On a point of order, Mr Speaker. I hope you will agree that the House is being treated with contempt this afternoon. One copy of that list was finally put in the Library, and those who were queuing to try to obtain it were unable to return to the Chamber before the end of the statement. That is a complete and utter disgrace. Will you try to find out when it was decided to put the copy of the list in the Library? It is highly suspicious that the Secretary of State did not make clear in his statement that a copy was in the Library; we forced it out of him that it had been done while he was making the statement. Will you also find out, Mr. Speaker, when the copy actually went into the Library? It is impossible for us to question the Secretary of State on what is going on in our constituencies unless we have the details.
Finally, Mr. Speaker, I hope that you will compare the statement with the list that was in the press over the weekend, because the substance of the statement was what was in that list. We heard nothing from the Secretary of State in the House today that had not been in the newspapers over the weekend.
The first point that I will make to the hon. Gentleman is this. I think I have already made clear—but let me underline the point—that it is not sufficient simply to provide the Library with a copy of a document. If the document appertains to a matter that is currently before the House, in order to aid and abet Members in their scrutiny duties, copies of that relevant document should be available in the Vote Office, on the Table of the House, or, better still, both.
Secondly, let me say to the hon. Gentleman that we cannot have a continued exchange on every point of detail now. I have, I think, made clear that, whether inadvertently or not—I leave others to judge—the House has been unfairly and discourteously treated. I have made that point extremely robustly, and I do not think that I need add to it at this stage.
As for what the hon. Gentleman said about what was in the media, I am happy to undertake my own reading at an appropriate time. I suggest to the Secretary of State, who is listening to these exchanges—[Interruption.] The Secretary of State may wish to add to whatever apology he has already uttered, but I suggest to him that it would be helpful if he would look into the matter of timing of release of documents by his Department and report back to me, because it is clearly a matter of interest to Members of the House.
On a point of order, Mr Speaker. I hear what you say about the papers and the sort of apology that we have already had from the Secretary of State, but much of this information was in the media throughout the weekend. Moreover, in a statement earlier this afternoon the Deputy Prime Minister told us that he wanted to come to the House before consulting the Welsh Assembly or the Scottish Parliament, but the date of the referendum on the alternative vote was in all the media last Friday. In fact, it started to appear in the media almost the moment Parliament finished sitting last week. I have a suspicion that the Deputy Prime Minister himself spoke to journalists for precisely that purpose.
I see that the Leader of the House is in the Chamber.

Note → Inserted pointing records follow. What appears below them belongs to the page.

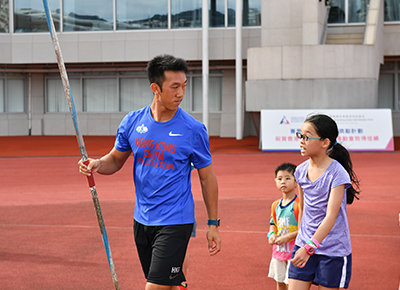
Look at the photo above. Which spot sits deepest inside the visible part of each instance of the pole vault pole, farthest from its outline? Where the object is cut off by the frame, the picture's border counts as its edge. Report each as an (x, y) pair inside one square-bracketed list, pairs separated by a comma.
[(82, 148)]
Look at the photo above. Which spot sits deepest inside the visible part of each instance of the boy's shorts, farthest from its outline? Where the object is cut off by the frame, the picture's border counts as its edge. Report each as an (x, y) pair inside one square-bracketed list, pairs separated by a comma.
[(278, 270), (330, 272), (161, 251)]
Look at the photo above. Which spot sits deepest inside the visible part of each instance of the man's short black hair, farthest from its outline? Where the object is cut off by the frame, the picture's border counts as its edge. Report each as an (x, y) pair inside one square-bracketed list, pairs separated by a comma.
[(161, 63)]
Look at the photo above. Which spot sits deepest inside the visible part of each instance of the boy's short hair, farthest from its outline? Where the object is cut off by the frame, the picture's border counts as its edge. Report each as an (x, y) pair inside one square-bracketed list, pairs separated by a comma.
[(286, 166), (161, 63)]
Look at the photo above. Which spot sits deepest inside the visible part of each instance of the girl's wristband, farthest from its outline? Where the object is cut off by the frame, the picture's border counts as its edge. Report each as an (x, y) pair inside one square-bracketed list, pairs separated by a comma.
[(270, 233), (315, 242)]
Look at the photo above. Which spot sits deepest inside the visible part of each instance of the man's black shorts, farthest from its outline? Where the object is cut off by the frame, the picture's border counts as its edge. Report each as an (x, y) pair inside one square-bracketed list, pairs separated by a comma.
[(161, 251)]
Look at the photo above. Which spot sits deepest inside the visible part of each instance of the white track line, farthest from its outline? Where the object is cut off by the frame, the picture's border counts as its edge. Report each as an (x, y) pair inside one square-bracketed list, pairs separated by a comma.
[(201, 230)]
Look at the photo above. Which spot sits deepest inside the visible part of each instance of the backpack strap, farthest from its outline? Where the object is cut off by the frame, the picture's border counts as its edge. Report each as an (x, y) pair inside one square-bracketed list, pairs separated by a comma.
[(273, 210), (296, 208)]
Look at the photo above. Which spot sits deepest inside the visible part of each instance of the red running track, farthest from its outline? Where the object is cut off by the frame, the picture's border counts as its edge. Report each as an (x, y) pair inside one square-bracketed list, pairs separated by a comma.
[(50, 238)]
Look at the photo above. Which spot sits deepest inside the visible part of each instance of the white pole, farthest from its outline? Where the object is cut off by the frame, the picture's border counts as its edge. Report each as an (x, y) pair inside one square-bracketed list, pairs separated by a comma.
[(30, 103), (239, 71), (205, 62)]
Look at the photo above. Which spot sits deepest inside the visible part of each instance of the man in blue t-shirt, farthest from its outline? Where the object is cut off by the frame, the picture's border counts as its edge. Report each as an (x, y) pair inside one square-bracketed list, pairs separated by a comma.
[(164, 140)]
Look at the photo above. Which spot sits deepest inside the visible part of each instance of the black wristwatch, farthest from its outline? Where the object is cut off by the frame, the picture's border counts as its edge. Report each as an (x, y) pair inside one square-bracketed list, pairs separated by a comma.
[(213, 222)]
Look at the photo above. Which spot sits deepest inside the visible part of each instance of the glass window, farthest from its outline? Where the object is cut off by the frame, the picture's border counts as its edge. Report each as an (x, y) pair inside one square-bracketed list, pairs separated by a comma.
[(15, 96), (358, 10), (398, 93), (4, 16), (392, 10), (149, 14), (215, 94), (29, 15), (386, 91), (186, 103), (1, 96), (231, 12), (88, 15), (185, 14), (251, 12), (337, 11), (134, 94), (388, 66), (56, 99), (100, 95), (217, 13)]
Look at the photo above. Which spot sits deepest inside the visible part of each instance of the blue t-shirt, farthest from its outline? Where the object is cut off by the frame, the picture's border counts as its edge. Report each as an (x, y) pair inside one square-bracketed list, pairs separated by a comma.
[(163, 153)]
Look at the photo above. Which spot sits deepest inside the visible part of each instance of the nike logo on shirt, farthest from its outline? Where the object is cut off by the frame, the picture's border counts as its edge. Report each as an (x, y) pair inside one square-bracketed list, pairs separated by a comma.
[(174, 134)]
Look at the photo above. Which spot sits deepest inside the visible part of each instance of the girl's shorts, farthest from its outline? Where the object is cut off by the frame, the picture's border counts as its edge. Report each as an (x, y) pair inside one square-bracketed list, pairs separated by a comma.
[(278, 270), (331, 272)]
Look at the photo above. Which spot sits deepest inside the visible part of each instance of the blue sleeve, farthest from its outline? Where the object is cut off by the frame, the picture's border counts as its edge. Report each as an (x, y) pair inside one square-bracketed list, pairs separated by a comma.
[(201, 156), (122, 140)]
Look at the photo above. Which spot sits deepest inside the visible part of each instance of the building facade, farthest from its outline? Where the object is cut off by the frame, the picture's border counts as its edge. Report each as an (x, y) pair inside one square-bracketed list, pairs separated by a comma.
[(293, 56)]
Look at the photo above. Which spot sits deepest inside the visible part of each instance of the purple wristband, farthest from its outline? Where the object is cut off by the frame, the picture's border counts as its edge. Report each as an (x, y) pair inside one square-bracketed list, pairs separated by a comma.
[(315, 242)]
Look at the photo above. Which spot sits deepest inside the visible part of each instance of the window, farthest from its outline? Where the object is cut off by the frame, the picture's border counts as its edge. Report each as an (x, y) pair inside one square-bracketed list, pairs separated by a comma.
[(392, 10), (150, 14), (56, 99), (29, 15), (12, 93), (4, 16), (348, 11), (2, 98), (88, 15), (217, 13), (355, 11), (134, 93), (185, 14), (251, 12), (99, 95), (124, 92), (388, 91), (193, 100)]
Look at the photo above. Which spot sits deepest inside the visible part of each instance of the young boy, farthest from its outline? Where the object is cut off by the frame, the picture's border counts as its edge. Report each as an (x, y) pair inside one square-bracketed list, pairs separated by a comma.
[(283, 224)]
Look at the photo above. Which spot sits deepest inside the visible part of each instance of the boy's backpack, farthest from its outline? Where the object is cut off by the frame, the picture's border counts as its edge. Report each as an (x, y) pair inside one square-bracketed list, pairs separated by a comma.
[(296, 206)]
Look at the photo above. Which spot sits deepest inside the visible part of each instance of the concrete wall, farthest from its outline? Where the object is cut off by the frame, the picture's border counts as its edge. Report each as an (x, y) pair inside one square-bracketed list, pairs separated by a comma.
[(117, 46)]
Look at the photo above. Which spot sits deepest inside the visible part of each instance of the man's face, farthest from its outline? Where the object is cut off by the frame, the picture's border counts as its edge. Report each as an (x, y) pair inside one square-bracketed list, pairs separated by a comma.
[(173, 90)]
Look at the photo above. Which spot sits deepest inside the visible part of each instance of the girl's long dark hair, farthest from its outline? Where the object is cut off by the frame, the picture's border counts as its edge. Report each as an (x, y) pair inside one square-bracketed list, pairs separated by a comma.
[(326, 128)]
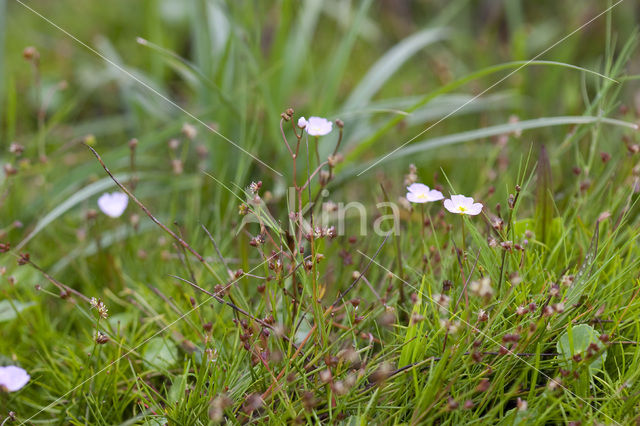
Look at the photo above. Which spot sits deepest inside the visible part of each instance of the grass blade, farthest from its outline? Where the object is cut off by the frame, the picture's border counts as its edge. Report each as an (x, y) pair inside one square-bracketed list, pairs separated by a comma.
[(389, 63), (544, 201)]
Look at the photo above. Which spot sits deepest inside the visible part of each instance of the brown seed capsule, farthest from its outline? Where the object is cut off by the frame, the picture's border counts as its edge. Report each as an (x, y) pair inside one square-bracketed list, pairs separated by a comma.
[(30, 53), (23, 259)]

I wonder whether you, Mr Speaker, could consult him and the shadow Leader of the House to consider ways of ensuring an end to the practice of briefing the media before coming to the House. Some of us had hoped that when there was a hung Parliament, the House would take more authority than the Government.
As I have just been reminded, I have opined on this matter on many occasions, and I may have cause to do so again in the future.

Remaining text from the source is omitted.